From being in the grip of the second wave in a bleak mid-Winter two months ago with so much uncertainty and anxiety there really has been a remarkable turnaround due to the determination of all to fix this situation. A majority of the population have been vaccinated and sunnier days are here literally, well almost, but also metaphorically. The Bank of England say the economy is all set to bounce back quickly, driven by a boom that will dwarf predecessors in its intensity and size, predicting that Britons will spend around 5% of the estimated £250bn of savings accumulated over the past year. Others predict nearer 20%, which would still be £50bn.

It is already time to start predicting what will be the key drivers for growth in this transitional period. The roaring twenties were brought about after hardship which triggered a rebound in consumer spending and prosperity.

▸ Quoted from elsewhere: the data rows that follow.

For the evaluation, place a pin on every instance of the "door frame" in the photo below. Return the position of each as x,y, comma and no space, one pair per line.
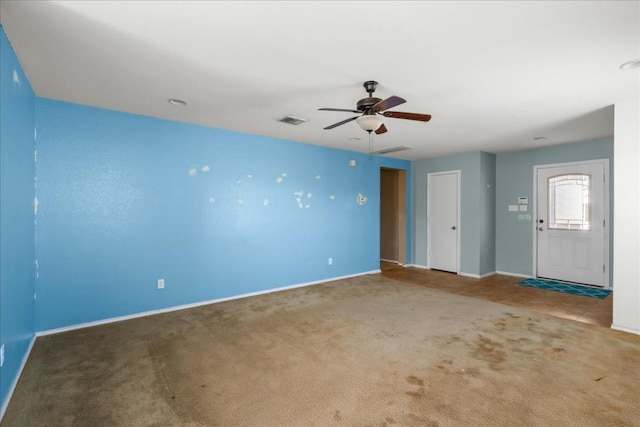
458,173
606,211
401,217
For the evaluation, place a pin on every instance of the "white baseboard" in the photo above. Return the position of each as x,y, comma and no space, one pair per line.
14,384
477,276
424,267
193,305
625,329
506,273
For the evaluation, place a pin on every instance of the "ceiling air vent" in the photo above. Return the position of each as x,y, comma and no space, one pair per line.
392,150
293,120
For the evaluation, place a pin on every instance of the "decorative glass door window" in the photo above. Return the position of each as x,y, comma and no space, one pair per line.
569,202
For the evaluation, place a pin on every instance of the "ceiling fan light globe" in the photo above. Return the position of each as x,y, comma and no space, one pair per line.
369,122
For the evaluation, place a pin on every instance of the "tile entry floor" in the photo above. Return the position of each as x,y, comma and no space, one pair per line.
505,290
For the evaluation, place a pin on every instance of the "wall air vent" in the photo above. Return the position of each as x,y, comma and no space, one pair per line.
392,150
293,120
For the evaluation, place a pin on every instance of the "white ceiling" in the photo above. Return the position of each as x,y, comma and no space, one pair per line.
494,75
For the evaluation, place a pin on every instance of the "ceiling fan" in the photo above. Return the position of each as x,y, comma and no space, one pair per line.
371,107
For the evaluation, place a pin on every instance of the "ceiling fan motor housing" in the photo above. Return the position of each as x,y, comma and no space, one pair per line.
366,103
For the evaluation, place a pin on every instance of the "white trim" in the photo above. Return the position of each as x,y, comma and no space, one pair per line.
506,273
477,276
424,267
458,174
192,305
606,213
625,329
14,384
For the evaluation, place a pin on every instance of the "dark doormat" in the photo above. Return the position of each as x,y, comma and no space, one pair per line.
567,288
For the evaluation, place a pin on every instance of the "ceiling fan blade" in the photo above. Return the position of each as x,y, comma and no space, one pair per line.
385,104
381,129
339,109
341,123
408,116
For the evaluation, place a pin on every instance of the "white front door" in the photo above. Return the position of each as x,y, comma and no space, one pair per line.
442,220
572,222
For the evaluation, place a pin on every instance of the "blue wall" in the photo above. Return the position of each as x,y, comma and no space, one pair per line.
126,200
514,176
16,216
476,210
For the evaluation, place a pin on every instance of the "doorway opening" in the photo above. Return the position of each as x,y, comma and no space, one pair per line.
393,216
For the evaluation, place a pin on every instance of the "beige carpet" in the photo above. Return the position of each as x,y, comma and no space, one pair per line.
366,351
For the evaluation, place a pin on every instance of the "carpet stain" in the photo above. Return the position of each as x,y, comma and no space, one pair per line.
490,351
414,380
416,394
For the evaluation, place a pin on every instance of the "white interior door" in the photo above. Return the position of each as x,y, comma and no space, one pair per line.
572,223
442,220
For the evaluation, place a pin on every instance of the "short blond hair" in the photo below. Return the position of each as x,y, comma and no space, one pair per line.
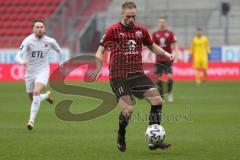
129,5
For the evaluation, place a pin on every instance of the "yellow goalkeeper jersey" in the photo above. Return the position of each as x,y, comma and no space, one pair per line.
200,48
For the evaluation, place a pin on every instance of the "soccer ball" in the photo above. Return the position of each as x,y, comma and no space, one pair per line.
155,134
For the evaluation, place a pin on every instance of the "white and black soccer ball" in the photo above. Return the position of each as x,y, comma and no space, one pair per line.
155,134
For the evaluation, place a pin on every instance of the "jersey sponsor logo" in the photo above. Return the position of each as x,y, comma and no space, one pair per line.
131,47
139,34
122,34
167,34
103,37
162,42
37,54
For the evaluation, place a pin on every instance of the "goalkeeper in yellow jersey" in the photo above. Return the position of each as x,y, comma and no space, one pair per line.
199,53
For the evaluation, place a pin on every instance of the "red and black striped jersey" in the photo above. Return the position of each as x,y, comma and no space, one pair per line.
125,45
164,39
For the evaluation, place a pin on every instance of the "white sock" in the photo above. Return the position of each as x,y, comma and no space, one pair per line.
34,108
43,97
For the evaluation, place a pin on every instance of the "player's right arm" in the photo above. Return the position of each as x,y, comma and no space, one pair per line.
21,54
191,52
106,39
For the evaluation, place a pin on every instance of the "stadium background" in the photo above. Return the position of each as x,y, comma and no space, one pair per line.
79,24
202,123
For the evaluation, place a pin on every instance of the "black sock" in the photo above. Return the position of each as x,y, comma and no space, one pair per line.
155,114
123,122
160,87
170,85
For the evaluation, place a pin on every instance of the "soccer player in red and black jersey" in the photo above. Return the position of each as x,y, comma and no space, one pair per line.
127,78
165,38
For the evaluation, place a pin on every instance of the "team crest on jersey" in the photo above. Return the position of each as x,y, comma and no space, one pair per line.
139,34
103,37
167,34
131,45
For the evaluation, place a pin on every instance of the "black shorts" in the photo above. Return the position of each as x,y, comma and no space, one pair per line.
135,84
164,67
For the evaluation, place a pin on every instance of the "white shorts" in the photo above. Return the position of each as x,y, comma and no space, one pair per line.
31,79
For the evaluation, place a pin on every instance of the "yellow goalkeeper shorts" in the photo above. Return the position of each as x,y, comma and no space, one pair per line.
200,64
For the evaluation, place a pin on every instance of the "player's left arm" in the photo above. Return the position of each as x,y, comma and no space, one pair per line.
57,48
155,48
207,46
161,52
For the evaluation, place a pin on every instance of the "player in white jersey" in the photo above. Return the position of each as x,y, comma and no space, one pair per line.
33,54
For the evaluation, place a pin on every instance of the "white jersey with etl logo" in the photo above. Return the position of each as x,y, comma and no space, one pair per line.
34,53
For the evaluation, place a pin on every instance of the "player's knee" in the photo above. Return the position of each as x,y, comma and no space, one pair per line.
170,78
36,93
128,111
156,100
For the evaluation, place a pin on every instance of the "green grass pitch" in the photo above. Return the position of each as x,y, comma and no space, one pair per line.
203,123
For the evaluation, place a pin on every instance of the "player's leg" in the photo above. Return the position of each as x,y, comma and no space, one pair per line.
35,104
170,83
126,104
153,97
205,65
30,96
120,88
159,72
196,65
40,82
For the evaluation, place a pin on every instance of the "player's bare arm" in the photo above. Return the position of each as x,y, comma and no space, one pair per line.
159,51
99,62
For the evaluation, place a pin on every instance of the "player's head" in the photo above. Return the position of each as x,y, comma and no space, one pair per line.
38,27
163,23
199,32
129,10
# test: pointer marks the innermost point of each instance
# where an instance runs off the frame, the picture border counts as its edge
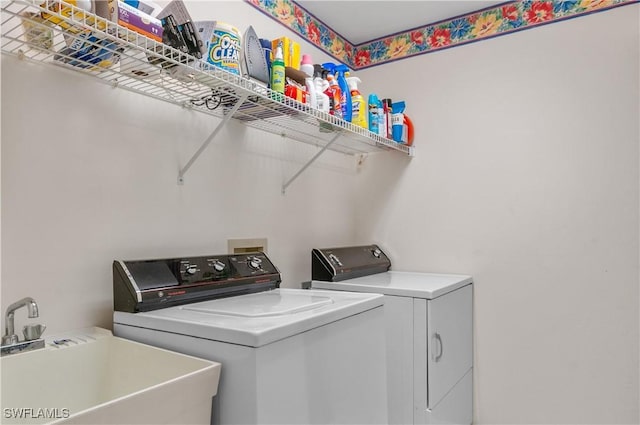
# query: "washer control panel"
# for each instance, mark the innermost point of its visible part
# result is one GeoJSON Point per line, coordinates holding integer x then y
{"type": "Point", "coordinates": [145, 285]}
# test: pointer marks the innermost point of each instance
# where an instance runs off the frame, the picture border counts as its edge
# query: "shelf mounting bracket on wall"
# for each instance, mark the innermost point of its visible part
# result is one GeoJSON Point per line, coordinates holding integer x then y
{"type": "Point", "coordinates": [305, 166]}
{"type": "Point", "coordinates": [212, 136]}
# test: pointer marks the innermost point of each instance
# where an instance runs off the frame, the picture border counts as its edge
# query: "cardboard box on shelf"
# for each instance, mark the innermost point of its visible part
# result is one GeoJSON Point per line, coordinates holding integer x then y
{"type": "Point", "coordinates": [290, 51]}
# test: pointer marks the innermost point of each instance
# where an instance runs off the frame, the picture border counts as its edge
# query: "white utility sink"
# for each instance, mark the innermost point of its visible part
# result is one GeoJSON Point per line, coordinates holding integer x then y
{"type": "Point", "coordinates": [93, 377]}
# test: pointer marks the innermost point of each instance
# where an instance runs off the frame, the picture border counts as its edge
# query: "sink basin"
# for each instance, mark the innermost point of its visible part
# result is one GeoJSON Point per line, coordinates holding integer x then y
{"type": "Point", "coordinates": [93, 377]}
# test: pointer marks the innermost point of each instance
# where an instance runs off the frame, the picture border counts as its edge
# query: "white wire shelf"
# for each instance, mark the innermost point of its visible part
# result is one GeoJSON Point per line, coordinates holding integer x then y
{"type": "Point", "coordinates": [42, 31]}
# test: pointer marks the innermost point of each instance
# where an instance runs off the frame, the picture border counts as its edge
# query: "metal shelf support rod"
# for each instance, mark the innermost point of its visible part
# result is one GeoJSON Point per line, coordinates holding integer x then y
{"type": "Point", "coordinates": [212, 136]}
{"type": "Point", "coordinates": [305, 166]}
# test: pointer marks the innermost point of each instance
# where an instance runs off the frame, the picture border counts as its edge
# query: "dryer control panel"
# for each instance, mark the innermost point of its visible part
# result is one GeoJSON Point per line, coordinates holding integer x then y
{"type": "Point", "coordinates": [336, 264]}
{"type": "Point", "coordinates": [144, 285]}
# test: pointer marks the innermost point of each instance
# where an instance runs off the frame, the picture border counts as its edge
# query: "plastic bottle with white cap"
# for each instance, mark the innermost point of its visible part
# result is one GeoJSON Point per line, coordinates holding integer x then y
{"type": "Point", "coordinates": [306, 65]}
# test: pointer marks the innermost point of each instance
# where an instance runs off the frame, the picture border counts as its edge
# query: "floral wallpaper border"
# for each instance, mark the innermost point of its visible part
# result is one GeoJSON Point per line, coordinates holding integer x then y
{"type": "Point", "coordinates": [483, 24]}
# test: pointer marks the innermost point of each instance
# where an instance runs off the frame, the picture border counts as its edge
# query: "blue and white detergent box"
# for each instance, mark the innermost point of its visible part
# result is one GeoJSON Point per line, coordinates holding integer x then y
{"type": "Point", "coordinates": [131, 18]}
{"type": "Point", "coordinates": [222, 44]}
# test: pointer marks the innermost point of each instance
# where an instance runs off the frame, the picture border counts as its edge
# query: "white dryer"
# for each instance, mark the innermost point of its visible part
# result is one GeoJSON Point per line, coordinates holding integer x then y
{"type": "Point", "coordinates": [287, 355]}
{"type": "Point", "coordinates": [429, 332]}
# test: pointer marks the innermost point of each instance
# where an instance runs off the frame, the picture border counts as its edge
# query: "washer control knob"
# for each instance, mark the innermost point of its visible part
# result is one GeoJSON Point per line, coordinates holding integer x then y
{"type": "Point", "coordinates": [254, 262]}
{"type": "Point", "coordinates": [335, 259]}
{"type": "Point", "coordinates": [218, 265]}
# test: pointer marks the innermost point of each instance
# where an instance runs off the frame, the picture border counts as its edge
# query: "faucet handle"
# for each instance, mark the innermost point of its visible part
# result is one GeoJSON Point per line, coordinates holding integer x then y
{"type": "Point", "coordinates": [32, 332]}
{"type": "Point", "coordinates": [10, 339]}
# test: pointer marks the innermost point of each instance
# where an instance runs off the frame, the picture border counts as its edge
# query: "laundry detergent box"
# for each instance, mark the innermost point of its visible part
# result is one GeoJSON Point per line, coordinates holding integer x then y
{"type": "Point", "coordinates": [131, 18]}
{"type": "Point", "coordinates": [290, 51]}
{"type": "Point", "coordinates": [222, 44]}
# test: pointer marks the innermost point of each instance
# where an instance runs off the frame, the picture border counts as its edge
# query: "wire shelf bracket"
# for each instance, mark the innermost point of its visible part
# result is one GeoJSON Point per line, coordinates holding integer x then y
{"type": "Point", "coordinates": [60, 34]}
{"type": "Point", "coordinates": [305, 166]}
{"type": "Point", "coordinates": [212, 136]}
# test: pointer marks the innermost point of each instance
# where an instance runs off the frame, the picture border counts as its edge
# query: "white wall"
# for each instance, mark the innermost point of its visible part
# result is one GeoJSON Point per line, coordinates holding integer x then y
{"type": "Point", "coordinates": [526, 177]}
{"type": "Point", "coordinates": [89, 175]}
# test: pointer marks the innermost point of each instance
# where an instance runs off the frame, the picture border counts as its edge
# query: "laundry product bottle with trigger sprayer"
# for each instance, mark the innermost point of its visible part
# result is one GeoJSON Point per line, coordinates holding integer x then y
{"type": "Point", "coordinates": [358, 104]}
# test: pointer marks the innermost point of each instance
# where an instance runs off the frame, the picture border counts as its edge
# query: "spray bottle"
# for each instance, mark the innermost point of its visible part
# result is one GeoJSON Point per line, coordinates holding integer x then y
{"type": "Point", "coordinates": [358, 104]}
{"type": "Point", "coordinates": [277, 73]}
{"type": "Point", "coordinates": [373, 110]}
{"type": "Point", "coordinates": [347, 106]}
{"type": "Point", "coordinates": [312, 99]}
{"type": "Point", "coordinates": [339, 83]}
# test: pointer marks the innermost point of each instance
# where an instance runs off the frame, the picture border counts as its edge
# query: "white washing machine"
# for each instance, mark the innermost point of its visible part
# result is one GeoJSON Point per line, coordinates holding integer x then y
{"type": "Point", "coordinates": [429, 332]}
{"type": "Point", "coordinates": [287, 355]}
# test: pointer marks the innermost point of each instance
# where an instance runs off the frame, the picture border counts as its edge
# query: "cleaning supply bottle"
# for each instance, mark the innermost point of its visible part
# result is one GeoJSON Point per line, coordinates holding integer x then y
{"type": "Point", "coordinates": [306, 65]}
{"type": "Point", "coordinates": [277, 73]}
{"type": "Point", "coordinates": [321, 97]}
{"type": "Point", "coordinates": [335, 96]}
{"type": "Point", "coordinates": [373, 111]}
{"type": "Point", "coordinates": [358, 105]}
{"type": "Point", "coordinates": [382, 119]}
{"type": "Point", "coordinates": [347, 106]}
{"type": "Point", "coordinates": [386, 104]}
{"type": "Point", "coordinates": [397, 121]}
{"type": "Point", "coordinates": [311, 92]}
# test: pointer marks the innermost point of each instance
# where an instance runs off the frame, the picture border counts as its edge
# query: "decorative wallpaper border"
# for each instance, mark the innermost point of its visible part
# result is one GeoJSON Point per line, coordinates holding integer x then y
{"type": "Point", "coordinates": [483, 24]}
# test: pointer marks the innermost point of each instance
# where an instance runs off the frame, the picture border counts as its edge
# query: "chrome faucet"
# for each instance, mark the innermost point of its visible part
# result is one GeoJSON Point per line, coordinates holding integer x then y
{"type": "Point", "coordinates": [10, 336]}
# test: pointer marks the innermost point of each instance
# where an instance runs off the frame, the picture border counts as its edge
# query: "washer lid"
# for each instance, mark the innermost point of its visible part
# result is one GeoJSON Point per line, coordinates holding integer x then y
{"type": "Point", "coordinates": [255, 319]}
{"type": "Point", "coordinates": [263, 304]}
{"type": "Point", "coordinates": [404, 284]}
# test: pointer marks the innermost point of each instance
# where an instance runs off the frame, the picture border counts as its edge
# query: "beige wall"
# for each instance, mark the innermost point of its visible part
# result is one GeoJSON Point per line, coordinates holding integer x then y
{"type": "Point", "coordinates": [526, 176]}
{"type": "Point", "coordinates": [89, 175]}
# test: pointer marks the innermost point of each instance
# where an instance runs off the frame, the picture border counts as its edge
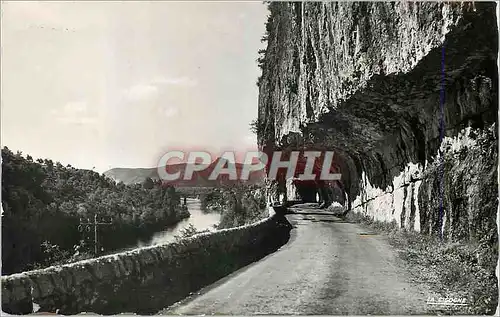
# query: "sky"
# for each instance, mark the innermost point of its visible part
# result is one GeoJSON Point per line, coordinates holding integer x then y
{"type": "Point", "coordinates": [116, 84]}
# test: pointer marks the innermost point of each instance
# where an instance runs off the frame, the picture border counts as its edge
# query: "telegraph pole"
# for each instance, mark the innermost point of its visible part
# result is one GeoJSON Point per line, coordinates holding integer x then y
{"type": "Point", "coordinates": [95, 224]}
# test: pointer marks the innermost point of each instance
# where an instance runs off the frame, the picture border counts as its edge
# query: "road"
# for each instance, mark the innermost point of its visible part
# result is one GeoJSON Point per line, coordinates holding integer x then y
{"type": "Point", "coordinates": [328, 267]}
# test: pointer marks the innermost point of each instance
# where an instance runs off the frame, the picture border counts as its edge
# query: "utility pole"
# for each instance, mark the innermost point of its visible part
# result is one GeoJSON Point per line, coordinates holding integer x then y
{"type": "Point", "coordinates": [95, 224]}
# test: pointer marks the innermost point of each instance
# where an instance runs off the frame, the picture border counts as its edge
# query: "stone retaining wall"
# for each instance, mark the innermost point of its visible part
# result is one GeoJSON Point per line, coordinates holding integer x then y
{"type": "Point", "coordinates": [143, 280]}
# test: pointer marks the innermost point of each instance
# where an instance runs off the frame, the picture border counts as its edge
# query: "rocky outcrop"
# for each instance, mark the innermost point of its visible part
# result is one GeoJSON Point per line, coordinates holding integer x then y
{"type": "Point", "coordinates": [144, 280]}
{"type": "Point", "coordinates": [384, 85]}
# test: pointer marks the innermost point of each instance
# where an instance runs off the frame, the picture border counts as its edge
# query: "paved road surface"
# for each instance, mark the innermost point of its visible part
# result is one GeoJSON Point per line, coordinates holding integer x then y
{"type": "Point", "coordinates": [328, 267]}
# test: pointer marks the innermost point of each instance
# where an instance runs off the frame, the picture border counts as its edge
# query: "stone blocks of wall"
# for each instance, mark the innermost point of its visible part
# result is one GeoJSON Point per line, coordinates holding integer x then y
{"type": "Point", "coordinates": [143, 280]}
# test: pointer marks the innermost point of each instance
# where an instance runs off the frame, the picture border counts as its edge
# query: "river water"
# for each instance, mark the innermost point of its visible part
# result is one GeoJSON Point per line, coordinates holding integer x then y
{"type": "Point", "coordinates": [199, 219]}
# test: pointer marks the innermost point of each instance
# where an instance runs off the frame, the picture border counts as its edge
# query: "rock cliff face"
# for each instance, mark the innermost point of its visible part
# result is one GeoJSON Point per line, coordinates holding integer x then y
{"type": "Point", "coordinates": [386, 86]}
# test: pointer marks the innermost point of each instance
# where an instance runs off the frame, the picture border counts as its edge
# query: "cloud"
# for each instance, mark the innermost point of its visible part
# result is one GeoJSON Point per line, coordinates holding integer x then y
{"type": "Point", "coordinates": [170, 112]}
{"type": "Point", "coordinates": [150, 88]}
{"type": "Point", "coordinates": [74, 112]}
{"type": "Point", "coordinates": [178, 81]}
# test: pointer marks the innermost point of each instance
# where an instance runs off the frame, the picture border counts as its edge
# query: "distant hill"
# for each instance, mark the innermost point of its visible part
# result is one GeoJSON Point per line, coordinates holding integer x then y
{"type": "Point", "coordinates": [138, 175]}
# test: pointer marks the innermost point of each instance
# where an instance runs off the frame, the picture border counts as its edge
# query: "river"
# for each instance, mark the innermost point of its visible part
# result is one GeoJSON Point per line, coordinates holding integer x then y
{"type": "Point", "coordinates": [199, 219]}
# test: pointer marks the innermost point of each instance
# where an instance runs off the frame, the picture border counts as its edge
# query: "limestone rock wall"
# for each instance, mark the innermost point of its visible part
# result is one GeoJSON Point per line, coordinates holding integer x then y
{"type": "Point", "coordinates": [144, 280]}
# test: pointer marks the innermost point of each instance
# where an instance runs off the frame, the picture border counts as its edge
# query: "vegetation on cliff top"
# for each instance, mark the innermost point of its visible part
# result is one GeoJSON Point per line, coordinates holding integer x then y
{"type": "Point", "coordinates": [43, 202]}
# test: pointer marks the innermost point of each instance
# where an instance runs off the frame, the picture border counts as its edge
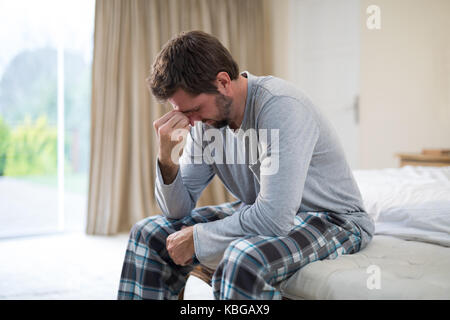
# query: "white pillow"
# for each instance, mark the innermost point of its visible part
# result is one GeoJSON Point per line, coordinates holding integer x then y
{"type": "Point", "coordinates": [410, 202]}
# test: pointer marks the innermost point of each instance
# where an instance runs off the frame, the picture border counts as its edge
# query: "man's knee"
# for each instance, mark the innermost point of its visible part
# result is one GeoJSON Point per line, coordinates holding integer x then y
{"type": "Point", "coordinates": [242, 251]}
{"type": "Point", "coordinates": [147, 227]}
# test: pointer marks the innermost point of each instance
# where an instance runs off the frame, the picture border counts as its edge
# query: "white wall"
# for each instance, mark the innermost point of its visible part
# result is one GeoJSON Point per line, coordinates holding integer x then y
{"type": "Point", "coordinates": [405, 80]}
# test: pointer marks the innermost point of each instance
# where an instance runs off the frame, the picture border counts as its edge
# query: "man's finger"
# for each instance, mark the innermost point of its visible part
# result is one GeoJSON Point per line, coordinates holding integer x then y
{"type": "Point", "coordinates": [159, 122]}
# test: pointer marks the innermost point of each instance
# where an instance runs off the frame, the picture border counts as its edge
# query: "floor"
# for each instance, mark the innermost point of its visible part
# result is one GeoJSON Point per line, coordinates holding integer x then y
{"type": "Point", "coordinates": [62, 266]}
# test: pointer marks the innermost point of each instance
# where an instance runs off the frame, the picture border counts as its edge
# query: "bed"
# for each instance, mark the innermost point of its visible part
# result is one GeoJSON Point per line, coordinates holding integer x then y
{"type": "Point", "coordinates": [408, 257]}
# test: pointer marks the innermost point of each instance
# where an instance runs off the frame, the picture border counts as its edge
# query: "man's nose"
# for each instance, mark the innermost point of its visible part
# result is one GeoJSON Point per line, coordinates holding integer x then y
{"type": "Point", "coordinates": [194, 118]}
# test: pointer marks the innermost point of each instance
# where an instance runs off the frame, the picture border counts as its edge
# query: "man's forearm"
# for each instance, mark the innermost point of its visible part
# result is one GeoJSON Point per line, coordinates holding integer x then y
{"type": "Point", "coordinates": [169, 171]}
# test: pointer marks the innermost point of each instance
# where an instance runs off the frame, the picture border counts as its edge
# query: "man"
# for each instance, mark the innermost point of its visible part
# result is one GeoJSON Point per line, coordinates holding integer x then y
{"type": "Point", "coordinates": [298, 200]}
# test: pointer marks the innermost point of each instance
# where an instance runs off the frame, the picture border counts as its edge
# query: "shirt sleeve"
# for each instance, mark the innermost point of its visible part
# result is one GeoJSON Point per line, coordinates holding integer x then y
{"type": "Point", "coordinates": [284, 163]}
{"type": "Point", "coordinates": [179, 198]}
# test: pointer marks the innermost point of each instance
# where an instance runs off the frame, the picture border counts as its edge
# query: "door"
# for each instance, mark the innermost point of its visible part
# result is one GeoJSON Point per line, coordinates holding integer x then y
{"type": "Point", "coordinates": [325, 63]}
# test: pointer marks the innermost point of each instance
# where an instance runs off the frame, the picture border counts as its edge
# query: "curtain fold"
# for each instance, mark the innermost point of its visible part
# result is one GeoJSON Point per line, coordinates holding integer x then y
{"type": "Point", "coordinates": [128, 36]}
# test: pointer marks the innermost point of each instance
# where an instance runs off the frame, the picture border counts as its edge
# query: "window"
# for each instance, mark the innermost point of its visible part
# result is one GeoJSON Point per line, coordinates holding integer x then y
{"type": "Point", "coordinates": [45, 83]}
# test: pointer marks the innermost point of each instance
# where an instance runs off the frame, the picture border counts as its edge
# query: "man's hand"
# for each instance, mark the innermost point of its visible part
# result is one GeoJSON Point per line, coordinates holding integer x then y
{"type": "Point", "coordinates": [170, 129]}
{"type": "Point", "coordinates": [180, 246]}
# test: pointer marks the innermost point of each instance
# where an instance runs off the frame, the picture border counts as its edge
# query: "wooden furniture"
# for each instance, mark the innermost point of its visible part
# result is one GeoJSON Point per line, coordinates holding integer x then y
{"type": "Point", "coordinates": [428, 157]}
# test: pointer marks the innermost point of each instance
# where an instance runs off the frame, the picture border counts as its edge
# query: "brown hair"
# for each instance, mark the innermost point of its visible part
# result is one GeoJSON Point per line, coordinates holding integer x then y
{"type": "Point", "coordinates": [190, 61]}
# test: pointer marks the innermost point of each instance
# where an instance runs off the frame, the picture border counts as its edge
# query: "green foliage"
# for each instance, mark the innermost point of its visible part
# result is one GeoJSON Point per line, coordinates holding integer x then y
{"type": "Point", "coordinates": [32, 149]}
{"type": "Point", "coordinates": [28, 87]}
{"type": "Point", "coordinates": [4, 144]}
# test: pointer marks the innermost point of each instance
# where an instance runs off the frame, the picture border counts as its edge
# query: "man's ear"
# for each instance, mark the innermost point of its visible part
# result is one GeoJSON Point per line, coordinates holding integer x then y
{"type": "Point", "coordinates": [223, 83]}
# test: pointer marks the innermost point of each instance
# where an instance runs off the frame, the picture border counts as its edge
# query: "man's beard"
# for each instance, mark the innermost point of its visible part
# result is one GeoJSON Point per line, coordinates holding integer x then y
{"type": "Point", "coordinates": [223, 104]}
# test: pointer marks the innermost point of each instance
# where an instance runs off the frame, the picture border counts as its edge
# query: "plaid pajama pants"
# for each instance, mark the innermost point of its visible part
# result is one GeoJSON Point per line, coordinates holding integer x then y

Even if what is to come doesn’t quite last as long, there will still be a heightened passion to enjoy a return to normality and indulgence in the things consumers have missed out on the most. Whilst the 1920’s was more than a lifetime ago, most of us remember the 90’s. The latter part became ‘cool Britannia’ creating a wave of confidence which undoubtedly became the precursor for the shared will and determination to be ourselves today and do it with swagger.

So how do brands and retailers plan for this, project their swagger and reward customers who have remained loyal? Gekko has pulled together some key insights and trends to consider with retail doors open once again.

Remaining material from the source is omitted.